Another approach is quota sampling for the Chinese to provide researchers with representative results that facilitate the development of robust data-driven decisions. This technique is a nonprobability sampling approach in which researchers establish a sample of adult individuals who are representative of a particular population. By employing quota sampling, we can guarantee that the results of our survey closely resemble the demographic of our target audience. Quota sampling is a highly effective method for obtaining actionable data and insights from a specific audience and in a populated country, although it entails a similar risk-reward as nonprobability sampling.

In addition, this study focused solely on assessing general vaccination knowledge within the Chinese context and did not explore the participants’ knowledge specifically regarding the COVID-19 vaccine.

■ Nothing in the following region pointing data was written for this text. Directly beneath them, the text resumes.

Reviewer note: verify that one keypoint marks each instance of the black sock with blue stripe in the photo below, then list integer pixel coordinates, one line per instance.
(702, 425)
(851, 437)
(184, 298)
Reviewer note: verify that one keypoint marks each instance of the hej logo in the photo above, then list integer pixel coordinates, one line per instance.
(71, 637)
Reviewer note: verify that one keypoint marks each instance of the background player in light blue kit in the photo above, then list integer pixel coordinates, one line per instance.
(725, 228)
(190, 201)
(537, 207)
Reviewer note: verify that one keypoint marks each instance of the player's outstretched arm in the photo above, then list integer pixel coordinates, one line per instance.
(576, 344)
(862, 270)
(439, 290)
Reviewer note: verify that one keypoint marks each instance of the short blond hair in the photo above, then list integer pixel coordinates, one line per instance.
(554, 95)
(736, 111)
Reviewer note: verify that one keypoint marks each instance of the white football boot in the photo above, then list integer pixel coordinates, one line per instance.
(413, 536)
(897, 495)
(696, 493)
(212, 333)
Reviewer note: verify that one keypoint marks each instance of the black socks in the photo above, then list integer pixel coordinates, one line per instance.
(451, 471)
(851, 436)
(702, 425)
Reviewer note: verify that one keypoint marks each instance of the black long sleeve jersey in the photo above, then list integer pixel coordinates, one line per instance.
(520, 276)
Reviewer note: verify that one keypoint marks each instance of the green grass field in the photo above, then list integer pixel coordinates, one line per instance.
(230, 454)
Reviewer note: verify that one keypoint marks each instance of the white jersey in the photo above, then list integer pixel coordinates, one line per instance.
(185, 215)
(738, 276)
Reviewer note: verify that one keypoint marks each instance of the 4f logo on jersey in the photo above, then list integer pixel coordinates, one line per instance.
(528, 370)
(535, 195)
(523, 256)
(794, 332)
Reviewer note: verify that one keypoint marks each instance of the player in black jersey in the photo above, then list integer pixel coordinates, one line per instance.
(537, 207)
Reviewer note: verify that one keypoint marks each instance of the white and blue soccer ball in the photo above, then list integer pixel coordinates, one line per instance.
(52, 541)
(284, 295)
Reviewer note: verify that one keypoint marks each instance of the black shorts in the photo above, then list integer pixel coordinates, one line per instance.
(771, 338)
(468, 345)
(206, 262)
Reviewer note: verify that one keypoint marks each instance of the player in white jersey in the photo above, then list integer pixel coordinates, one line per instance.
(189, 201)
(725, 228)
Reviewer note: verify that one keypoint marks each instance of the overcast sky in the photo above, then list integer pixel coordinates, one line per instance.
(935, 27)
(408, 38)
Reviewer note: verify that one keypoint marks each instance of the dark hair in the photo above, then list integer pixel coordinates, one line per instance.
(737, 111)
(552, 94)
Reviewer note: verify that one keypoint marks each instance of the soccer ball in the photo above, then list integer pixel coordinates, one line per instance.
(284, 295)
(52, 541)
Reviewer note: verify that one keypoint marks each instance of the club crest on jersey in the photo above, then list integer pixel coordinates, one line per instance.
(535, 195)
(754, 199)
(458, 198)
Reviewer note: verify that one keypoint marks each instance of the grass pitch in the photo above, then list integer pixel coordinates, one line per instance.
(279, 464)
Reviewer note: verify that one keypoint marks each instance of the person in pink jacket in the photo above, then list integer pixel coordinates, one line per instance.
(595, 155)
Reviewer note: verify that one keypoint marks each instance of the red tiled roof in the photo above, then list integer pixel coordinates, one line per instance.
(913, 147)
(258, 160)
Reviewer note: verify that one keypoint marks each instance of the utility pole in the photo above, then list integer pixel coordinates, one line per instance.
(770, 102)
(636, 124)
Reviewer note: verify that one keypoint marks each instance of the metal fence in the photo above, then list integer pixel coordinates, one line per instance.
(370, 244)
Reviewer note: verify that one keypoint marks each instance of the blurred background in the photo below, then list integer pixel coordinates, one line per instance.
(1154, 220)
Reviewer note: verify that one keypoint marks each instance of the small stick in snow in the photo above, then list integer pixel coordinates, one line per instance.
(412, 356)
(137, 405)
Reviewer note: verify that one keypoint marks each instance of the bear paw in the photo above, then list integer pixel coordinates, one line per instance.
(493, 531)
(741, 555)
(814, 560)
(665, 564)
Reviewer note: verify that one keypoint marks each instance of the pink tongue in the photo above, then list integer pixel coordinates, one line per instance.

As the landscape of vaccination evolves, future research should consider incorporating more comprehensive and tailored measures to assess knowledge related to emerging vaccines. Furthermore, certain confounding variables that may have influenced the observed associations were not considered. For instance, reasons for vaccine hesitancy, trust in the healthcare system and previous vaccination experience were not accounted for despite their potential impact on eHealth literacy and vaccination willingness. Future investigations should comprehensively explore these factors to provide a more nuanced understanding of attitudes towards vaccination.

Conclusions

Following the COVID-19 pandemic, various factors associated with the pandemic experience and aftermath have influenced Chinese people’s decisions regarding widespread vaccination. The following two points demonstrate how China’s vaccination decisions have changed in the post-COVID-19 era. First, the COVID-19 pandemic has highlighted the importance of immunisation in preventing the spread of infectious diseases. Consequently, the Chinese public now understands the importance of immunisation against COVID-19 and other communicable diseases. Owing to the pandemic’s stark reminder of the potential consequences of diseases that can be treated with vaccines, a greater number of individuals are prioritising vaccination as a preventive measure. Second, the population’s trust and faith in vaccinations has grown because of the COVID-19 vaccine’s successful development and introduction in China. People have become more likely to trust the efficiency and safety of vaccines in general after observing how vaccinations helped contain the spread of COVID-19 and reduce its severity. Beyond COVID-19, routine vaccinations may become more widely accepted and adopted because of this growing confidence in vaccines.

This study underscores the critical importance of targeted educational interventions, enhanced communication strategies and tailored health-promotion campaigns to address gaps in vaccination knowledge, promote eHealth literacy and foster greater willingness to vaccinate among diverse populations in China. By leveraging the insights provided by this study, government organisations, healthcare providers, and public health authorities can design more effective interventions and communication strategies to promote vaccination acceptance and mitigate vaccine hesitancy, ultimately contributing to improved public health outcomes and disease prevention efforts.

In addition to exploring the association between eHealth literacy and vaccination knowledge in a sample of the general public, this project sought to design and verify a new scale for measuring general vaccination knowledge. The findings of this study showed that health status had a substantial impact on the association between eHealth literacy and vaccination knowledge. The results of the moderation study showed a substantial interaction effect, indicating that a person’s health status influences how strongly their eHealth literacy and vaccination knowledge are related. By improving our knowledge of the variables influencing vaccine-related decision-making, this study has implications for advancing public health research as well as practice.